Exhibit 5(a)
[Letterhead of Ehrenreich Eilenberg & Krause LLP]
January 5, 2004
United Rentals (North America), Inc.
United Rentals, Inc.
Five Greenwich Office Park
Greenwich, Connecticut 06830
Ladies and Gentlemen:
We have acted as counsel for United Rentals (North America), Inc. (“URNA”) and United Rentals, Inc. (“URI”) in connection with the registration statement on Form S-3, as amended, (the “Registration Statement”), to be filed by URNA and URI with the Securities and Exchange Commission relating to $143,750,000 aggregate principal amount of URNA’s 1 7/8% Convertible Senior Subordinated Notes due October 15, 2023 (the “Notes”) issued under the Indenture dated as of October 31, 2003 (the “Indenture”) among URNA, URI and The Bank of New York, as trustee (the “Trustee”), URI’s senior subordinated guarantee of the Notes, and the shares of common stock, $.01 par value, of URI into which the Notes are initially convertible (the “Conversion Shares”).
In connection with the foregoing, we have examined, among other things, (i) the Registration Statement, (ii) the Indenture and (iii) originals, photocopies or conformed copies of all such corporate records, agreements, instruments and documents of URNA and URI, certificates of public officials and other certificates and opinions, and have made such other investigations as we have deemed necessary for the purpose of rendering the opinion set forth herein. In our examination, we have assumed the genuineness of all signatures, the authenticity of all documents submitted to us as originals, the conformity to originals of all documents submitted to us as photocopies or conformed copies, and the authenticity of the originals of such latter documents.
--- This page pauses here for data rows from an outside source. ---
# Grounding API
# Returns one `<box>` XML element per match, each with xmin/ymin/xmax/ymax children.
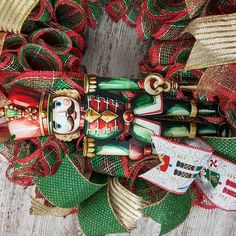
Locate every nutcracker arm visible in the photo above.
<box><xmin>83</xmin><ymin>137</ymin><xmax>151</xmax><ymax>161</ymax></box>
<box><xmin>84</xmin><ymin>74</ymin><xmax>142</xmax><ymax>93</ymax></box>
<box><xmin>84</xmin><ymin>74</ymin><xmax>191</xmax><ymax>95</ymax></box>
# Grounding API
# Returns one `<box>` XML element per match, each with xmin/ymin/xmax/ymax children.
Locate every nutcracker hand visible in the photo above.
<box><xmin>144</xmin><ymin>74</ymin><xmax>164</xmax><ymax>95</ymax></box>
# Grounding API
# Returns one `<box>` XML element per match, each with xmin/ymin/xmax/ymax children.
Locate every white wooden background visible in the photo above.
<box><xmin>0</xmin><ymin>15</ymin><xmax>236</xmax><ymax>236</ymax></box>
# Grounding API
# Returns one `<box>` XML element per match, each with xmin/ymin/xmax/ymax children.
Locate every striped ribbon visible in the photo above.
<box><xmin>108</xmin><ymin>177</ymin><xmax>150</xmax><ymax>230</ymax></box>
<box><xmin>0</xmin><ymin>0</ymin><xmax>39</xmax><ymax>33</ymax></box>
<box><xmin>185</xmin><ymin>13</ymin><xmax>236</xmax><ymax>70</ymax></box>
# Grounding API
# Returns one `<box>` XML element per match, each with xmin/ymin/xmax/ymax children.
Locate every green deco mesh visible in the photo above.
<box><xmin>29</xmin><ymin>28</ymin><xmax>72</xmax><ymax>55</ymax></box>
<box><xmin>60</xmin><ymin>54</ymin><xmax>81</xmax><ymax>72</ymax></box>
<box><xmin>30</xmin><ymin>0</ymin><xmax>54</xmax><ymax>22</ymax></box>
<box><xmin>2</xmin><ymin>73</ymin><xmax>80</xmax><ymax>97</ymax></box>
<box><xmin>79</xmin><ymin>178</ymin><xmax>192</xmax><ymax>236</ymax></box>
<box><xmin>87</xmin><ymin>0</ymin><xmax>110</xmax><ymax>26</ymax></box>
<box><xmin>54</xmin><ymin>0</ymin><xmax>86</xmax><ymax>31</ymax></box>
<box><xmin>19</xmin><ymin>44</ymin><xmax>62</xmax><ymax>71</ymax></box>
<box><xmin>3</xmin><ymin>34</ymin><xmax>26</xmax><ymax>52</ymax></box>
<box><xmin>0</xmin><ymin>53</ymin><xmax>23</xmax><ymax>72</ymax></box>
<box><xmin>129</xmin><ymin>178</ymin><xmax>167</xmax><ymax>202</ymax></box>
<box><xmin>21</xmin><ymin>20</ymin><xmax>38</xmax><ymax>34</ymax></box>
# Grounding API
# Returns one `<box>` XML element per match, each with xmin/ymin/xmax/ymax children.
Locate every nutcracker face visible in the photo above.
<box><xmin>52</xmin><ymin>96</ymin><xmax>80</xmax><ymax>134</ymax></box>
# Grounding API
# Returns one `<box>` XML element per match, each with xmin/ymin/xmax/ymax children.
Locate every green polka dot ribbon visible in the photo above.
<box><xmin>142</xmin><ymin>192</ymin><xmax>192</xmax><ymax>235</ymax></box>
<box><xmin>203</xmin><ymin>137</ymin><xmax>236</xmax><ymax>163</ymax></box>
<box><xmin>78</xmin><ymin>178</ymin><xmax>192</xmax><ymax>236</ymax></box>
<box><xmin>35</xmin><ymin>156</ymin><xmax>107</xmax><ymax>208</ymax></box>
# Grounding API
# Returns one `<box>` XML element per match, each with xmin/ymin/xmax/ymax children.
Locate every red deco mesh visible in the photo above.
<box><xmin>18</xmin><ymin>43</ymin><xmax>63</xmax><ymax>71</ymax></box>
<box><xmin>29</xmin><ymin>28</ymin><xmax>73</xmax><ymax>55</ymax></box>
<box><xmin>0</xmin><ymin>0</ymin><xmax>235</xmax><ymax>192</ymax></box>
<box><xmin>191</xmin><ymin>183</ymin><xmax>219</xmax><ymax>210</ymax></box>
<box><xmin>5</xmin><ymin>137</ymin><xmax>68</xmax><ymax>186</ymax></box>
<box><xmin>28</xmin><ymin>0</ymin><xmax>55</xmax><ymax>22</ymax></box>
<box><xmin>0</xmin><ymin>53</ymin><xmax>24</xmax><ymax>72</ymax></box>
<box><xmin>197</xmin><ymin>65</ymin><xmax>236</xmax><ymax>127</ymax></box>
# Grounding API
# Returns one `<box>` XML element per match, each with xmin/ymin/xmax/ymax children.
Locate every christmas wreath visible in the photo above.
<box><xmin>0</xmin><ymin>0</ymin><xmax>236</xmax><ymax>235</ymax></box>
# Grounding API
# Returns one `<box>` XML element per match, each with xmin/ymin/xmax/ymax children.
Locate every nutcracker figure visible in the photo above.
<box><xmin>0</xmin><ymin>74</ymin><xmax>231</xmax><ymax>160</ymax></box>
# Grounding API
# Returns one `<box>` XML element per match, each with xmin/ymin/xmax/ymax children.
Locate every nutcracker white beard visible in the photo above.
<box><xmin>52</xmin><ymin>96</ymin><xmax>81</xmax><ymax>134</ymax></box>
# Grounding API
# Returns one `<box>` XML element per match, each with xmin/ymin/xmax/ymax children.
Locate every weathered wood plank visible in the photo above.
<box><xmin>0</xmin><ymin>15</ymin><xmax>235</xmax><ymax>236</ymax></box>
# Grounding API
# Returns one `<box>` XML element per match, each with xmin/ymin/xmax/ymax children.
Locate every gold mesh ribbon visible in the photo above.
<box><xmin>108</xmin><ymin>178</ymin><xmax>150</xmax><ymax>230</ymax></box>
<box><xmin>185</xmin><ymin>13</ymin><xmax>236</xmax><ymax>70</ymax></box>
<box><xmin>0</xmin><ymin>32</ymin><xmax>7</xmax><ymax>56</ymax></box>
<box><xmin>197</xmin><ymin>64</ymin><xmax>236</xmax><ymax>105</ymax></box>
<box><xmin>0</xmin><ymin>0</ymin><xmax>39</xmax><ymax>34</ymax></box>
<box><xmin>185</xmin><ymin>0</ymin><xmax>207</xmax><ymax>18</ymax></box>
<box><xmin>0</xmin><ymin>84</ymin><xmax>9</xmax><ymax>108</ymax></box>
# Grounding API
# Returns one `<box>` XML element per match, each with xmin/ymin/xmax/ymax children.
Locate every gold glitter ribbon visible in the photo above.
<box><xmin>185</xmin><ymin>13</ymin><xmax>236</xmax><ymax>70</ymax></box>
<box><xmin>108</xmin><ymin>178</ymin><xmax>150</xmax><ymax>230</ymax></box>
<box><xmin>0</xmin><ymin>0</ymin><xmax>39</xmax><ymax>34</ymax></box>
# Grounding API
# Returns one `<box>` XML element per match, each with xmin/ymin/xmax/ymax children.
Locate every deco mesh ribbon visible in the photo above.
<box><xmin>0</xmin><ymin>0</ymin><xmax>236</xmax><ymax>236</ymax></box>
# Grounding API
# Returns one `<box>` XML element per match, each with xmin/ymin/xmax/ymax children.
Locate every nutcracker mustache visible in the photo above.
<box><xmin>67</xmin><ymin>100</ymin><xmax>75</xmax><ymax>116</ymax></box>
<box><xmin>67</xmin><ymin>116</ymin><xmax>75</xmax><ymax>131</ymax></box>
<box><xmin>66</xmin><ymin>101</ymin><xmax>75</xmax><ymax>130</ymax></box>
<box><xmin>52</xmin><ymin>100</ymin><xmax>75</xmax><ymax>131</ymax></box>
<box><xmin>52</xmin><ymin>99</ymin><xmax>75</xmax><ymax>116</ymax></box>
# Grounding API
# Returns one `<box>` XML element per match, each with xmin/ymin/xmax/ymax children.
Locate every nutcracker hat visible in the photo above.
<box><xmin>0</xmin><ymin>85</ymin><xmax>81</xmax><ymax>142</ymax></box>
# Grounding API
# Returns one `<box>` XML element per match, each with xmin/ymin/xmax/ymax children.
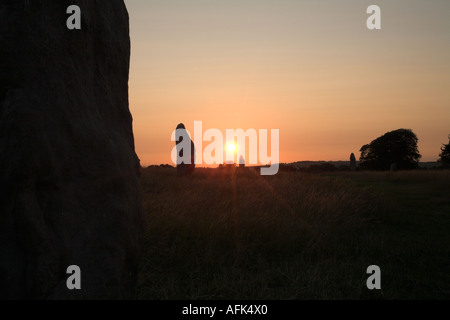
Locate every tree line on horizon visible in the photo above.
<box><xmin>280</xmin><ymin>128</ymin><xmax>449</xmax><ymax>173</ymax></box>
<box><xmin>148</xmin><ymin>129</ymin><xmax>450</xmax><ymax>172</ymax></box>
<box><xmin>358</xmin><ymin>128</ymin><xmax>449</xmax><ymax>171</ymax></box>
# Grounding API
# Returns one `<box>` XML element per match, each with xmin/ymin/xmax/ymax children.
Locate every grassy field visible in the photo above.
<box><xmin>136</xmin><ymin>167</ymin><xmax>450</xmax><ymax>299</ymax></box>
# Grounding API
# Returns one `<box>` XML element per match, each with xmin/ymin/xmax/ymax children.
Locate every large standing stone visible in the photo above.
<box><xmin>0</xmin><ymin>1</ymin><xmax>144</xmax><ymax>299</ymax></box>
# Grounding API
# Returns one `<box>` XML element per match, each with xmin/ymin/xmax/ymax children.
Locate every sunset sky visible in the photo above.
<box><xmin>125</xmin><ymin>0</ymin><xmax>450</xmax><ymax>166</ymax></box>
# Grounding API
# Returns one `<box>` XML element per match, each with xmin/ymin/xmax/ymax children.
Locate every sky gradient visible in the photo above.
<box><xmin>125</xmin><ymin>0</ymin><xmax>450</xmax><ymax>166</ymax></box>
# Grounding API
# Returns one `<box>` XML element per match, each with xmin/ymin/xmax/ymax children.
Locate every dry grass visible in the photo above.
<box><xmin>136</xmin><ymin>167</ymin><xmax>450</xmax><ymax>299</ymax></box>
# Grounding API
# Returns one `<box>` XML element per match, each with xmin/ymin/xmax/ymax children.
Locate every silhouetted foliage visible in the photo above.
<box><xmin>359</xmin><ymin>129</ymin><xmax>421</xmax><ymax>170</ymax></box>
<box><xmin>439</xmin><ymin>135</ymin><xmax>450</xmax><ymax>169</ymax></box>
<box><xmin>147</xmin><ymin>164</ymin><xmax>175</xmax><ymax>169</ymax></box>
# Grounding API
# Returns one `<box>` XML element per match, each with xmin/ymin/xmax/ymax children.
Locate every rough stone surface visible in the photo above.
<box><xmin>0</xmin><ymin>1</ymin><xmax>144</xmax><ymax>299</ymax></box>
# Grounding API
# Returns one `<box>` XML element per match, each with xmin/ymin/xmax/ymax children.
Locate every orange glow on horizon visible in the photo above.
<box><xmin>126</xmin><ymin>1</ymin><xmax>450</xmax><ymax>166</ymax></box>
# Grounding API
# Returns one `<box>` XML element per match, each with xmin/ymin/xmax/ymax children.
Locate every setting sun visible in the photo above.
<box><xmin>227</xmin><ymin>143</ymin><xmax>237</xmax><ymax>153</ymax></box>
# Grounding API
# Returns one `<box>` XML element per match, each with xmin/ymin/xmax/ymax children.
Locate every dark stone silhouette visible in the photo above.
<box><xmin>175</xmin><ymin>123</ymin><xmax>195</xmax><ymax>176</ymax></box>
<box><xmin>239</xmin><ymin>155</ymin><xmax>245</xmax><ymax>168</ymax></box>
<box><xmin>359</xmin><ymin>129</ymin><xmax>421</xmax><ymax>170</ymax></box>
<box><xmin>0</xmin><ymin>1</ymin><xmax>144</xmax><ymax>299</ymax></box>
<box><xmin>350</xmin><ymin>153</ymin><xmax>357</xmax><ymax>171</ymax></box>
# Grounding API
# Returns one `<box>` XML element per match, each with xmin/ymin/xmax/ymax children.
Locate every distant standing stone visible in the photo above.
<box><xmin>175</xmin><ymin>123</ymin><xmax>195</xmax><ymax>176</ymax></box>
<box><xmin>239</xmin><ymin>155</ymin><xmax>245</xmax><ymax>168</ymax></box>
<box><xmin>350</xmin><ymin>153</ymin><xmax>357</xmax><ymax>171</ymax></box>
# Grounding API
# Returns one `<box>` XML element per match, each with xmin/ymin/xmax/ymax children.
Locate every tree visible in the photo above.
<box><xmin>359</xmin><ymin>129</ymin><xmax>421</xmax><ymax>170</ymax></box>
<box><xmin>439</xmin><ymin>135</ymin><xmax>450</xmax><ymax>168</ymax></box>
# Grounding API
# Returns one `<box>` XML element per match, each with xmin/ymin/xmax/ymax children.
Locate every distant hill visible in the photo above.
<box><xmin>148</xmin><ymin>161</ymin><xmax>443</xmax><ymax>171</ymax></box>
<box><xmin>418</xmin><ymin>161</ymin><xmax>441</xmax><ymax>169</ymax></box>
<box><xmin>285</xmin><ymin>160</ymin><xmax>441</xmax><ymax>170</ymax></box>
<box><xmin>289</xmin><ymin>161</ymin><xmax>355</xmax><ymax>168</ymax></box>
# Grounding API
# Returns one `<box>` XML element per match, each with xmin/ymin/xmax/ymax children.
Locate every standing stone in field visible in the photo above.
<box><xmin>350</xmin><ymin>153</ymin><xmax>357</xmax><ymax>171</ymax></box>
<box><xmin>0</xmin><ymin>1</ymin><xmax>144</xmax><ymax>299</ymax></box>
<box><xmin>239</xmin><ymin>155</ymin><xmax>245</xmax><ymax>168</ymax></box>
<box><xmin>175</xmin><ymin>123</ymin><xmax>195</xmax><ymax>176</ymax></box>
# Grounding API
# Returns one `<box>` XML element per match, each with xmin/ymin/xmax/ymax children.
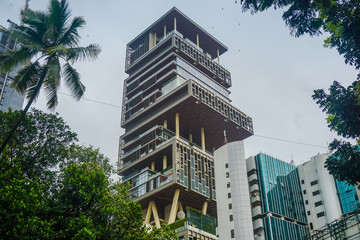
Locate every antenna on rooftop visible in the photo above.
<box><xmin>21</xmin><ymin>0</ymin><xmax>31</xmax><ymax>25</ymax></box>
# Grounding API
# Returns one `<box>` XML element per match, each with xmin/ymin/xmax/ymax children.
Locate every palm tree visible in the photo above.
<box><xmin>0</xmin><ymin>0</ymin><xmax>101</xmax><ymax>153</ymax></box>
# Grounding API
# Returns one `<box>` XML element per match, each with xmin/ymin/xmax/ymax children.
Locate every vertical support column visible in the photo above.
<box><xmin>189</xmin><ymin>134</ymin><xmax>193</xmax><ymax>143</ymax></box>
<box><xmin>217</xmin><ymin>49</ymin><xmax>220</xmax><ymax>64</ymax></box>
<box><xmin>168</xmin><ymin>189</ymin><xmax>180</xmax><ymax>224</ymax></box>
<box><xmin>202</xmin><ymin>201</ymin><xmax>208</xmax><ymax>215</ymax></box>
<box><xmin>196</xmin><ymin>34</ymin><xmax>199</xmax><ymax>48</ymax></box>
<box><xmin>212</xmin><ymin>147</ymin><xmax>215</xmax><ymax>153</ymax></box>
<box><xmin>151</xmin><ymin>162</ymin><xmax>155</xmax><ymax>171</ymax></box>
<box><xmin>175</xmin><ymin>113</ymin><xmax>179</xmax><ymax>138</ymax></box>
<box><xmin>174</xmin><ymin>17</ymin><xmax>177</xmax><ymax>31</ymax></box>
<box><xmin>164</xmin><ymin>25</ymin><xmax>166</xmax><ymax>37</ymax></box>
<box><xmin>163</xmin><ymin>155</ymin><xmax>167</xmax><ymax>170</ymax></box>
<box><xmin>164</xmin><ymin>120</ymin><xmax>167</xmax><ymax>129</ymax></box>
<box><xmin>201</xmin><ymin>127</ymin><xmax>205</xmax><ymax>151</ymax></box>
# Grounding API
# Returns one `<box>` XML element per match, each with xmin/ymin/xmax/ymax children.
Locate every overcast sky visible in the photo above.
<box><xmin>1</xmin><ymin>0</ymin><xmax>358</xmax><ymax>170</ymax></box>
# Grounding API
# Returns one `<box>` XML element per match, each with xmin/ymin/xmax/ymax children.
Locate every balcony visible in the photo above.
<box><xmin>129</xmin><ymin>167</ymin><xmax>174</xmax><ymax>199</ymax></box>
<box><xmin>120</xmin><ymin>125</ymin><xmax>175</xmax><ymax>169</ymax></box>
<box><xmin>174</xmin><ymin>33</ymin><xmax>231</xmax><ymax>88</ymax></box>
<box><xmin>126</xmin><ymin>30</ymin><xmax>231</xmax><ymax>88</ymax></box>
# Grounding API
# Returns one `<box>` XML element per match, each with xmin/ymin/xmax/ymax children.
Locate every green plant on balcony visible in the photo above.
<box><xmin>168</xmin><ymin>218</ymin><xmax>186</xmax><ymax>230</ymax></box>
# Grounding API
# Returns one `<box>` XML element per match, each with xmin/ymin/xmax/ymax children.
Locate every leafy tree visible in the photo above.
<box><xmin>238</xmin><ymin>0</ymin><xmax>360</xmax><ymax>186</ymax></box>
<box><xmin>0</xmin><ymin>109</ymin><xmax>178</xmax><ymax>239</ymax></box>
<box><xmin>313</xmin><ymin>81</ymin><xmax>360</xmax><ymax>187</ymax></box>
<box><xmin>0</xmin><ymin>0</ymin><xmax>101</xmax><ymax>153</ymax></box>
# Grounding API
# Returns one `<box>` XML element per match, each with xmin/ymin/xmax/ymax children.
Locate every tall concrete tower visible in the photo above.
<box><xmin>118</xmin><ymin>8</ymin><xmax>253</xmax><ymax>239</ymax></box>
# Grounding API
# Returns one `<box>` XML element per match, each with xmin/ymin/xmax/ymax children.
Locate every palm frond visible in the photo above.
<box><xmin>48</xmin><ymin>0</ymin><xmax>71</xmax><ymax>39</ymax></box>
<box><xmin>43</xmin><ymin>56</ymin><xmax>61</xmax><ymax>109</ymax></box>
<box><xmin>6</xmin><ymin>27</ymin><xmax>43</xmax><ymax>49</ymax></box>
<box><xmin>11</xmin><ymin>61</ymin><xmax>41</xmax><ymax>94</ymax></box>
<box><xmin>21</xmin><ymin>8</ymin><xmax>48</xmax><ymax>37</ymax></box>
<box><xmin>59</xmin><ymin>16</ymin><xmax>85</xmax><ymax>46</ymax></box>
<box><xmin>62</xmin><ymin>62</ymin><xmax>85</xmax><ymax>101</ymax></box>
<box><xmin>0</xmin><ymin>46</ymin><xmax>37</xmax><ymax>73</ymax></box>
<box><xmin>66</xmin><ymin>44</ymin><xmax>101</xmax><ymax>63</ymax></box>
We have relied, to the extent we deem such reliance proper, upon representations, statements or certificates of public officials and officers and representatives of URNA and URI.
Based upon and subject to the foregoing, we are of the opinion that the Conversion Shares have been duly authorized by URI and, when issued upon conversion of the Notes in accordance with their terms and the terms of the Indenture, the Conversion Shares will be validly issued, fully paid and nonassessable.
The opinion rendered above is subject to the following exceptions, limitations and qualifications: (i) the effect of bankruptcy, insolvency, fraudulent transfer, fraudulent conveyance, reorganization, moratorium or other similar laws now or hereafter in effect relating to or affecting the rights and remedies of creditors; and (ii) the effect on URNA and URI of general principles of equity, whether enforcement is considered in a
proceeding in equity or law, and the discretion of the court before which any proceeding therefor may be brought.
To the extent that the obligations of URNA and URI under the Indenture may be dependent upon such matters, we assume for purposes of this opinion that the Trustee is duly organized, validly existing and in good standing under the laws of its jurisdiction of organization; that the Trustee is duly qualified to engage in the activities contemplated by the Indenture; that the Indenture has been duly authorized, executed and delivered by the Trustee and constitutes the legally valid, binding and enforceable obligation of the Trustee enforceable against the Trustee in accordance with its terms; that the Trustee is in compliance, generally and with respect to acting as a trustee under the Indenture, with all applicable laws and regulations; and that the Trustee has the requisite organizational and legal power and authority to perform its obligations under the Indenture.
We hereby consent to the use of this opinion as an exhibit to the Registration Statement and to the reference to our firm under the heading “Legal Matters” in the prospectus that forms a part thereof.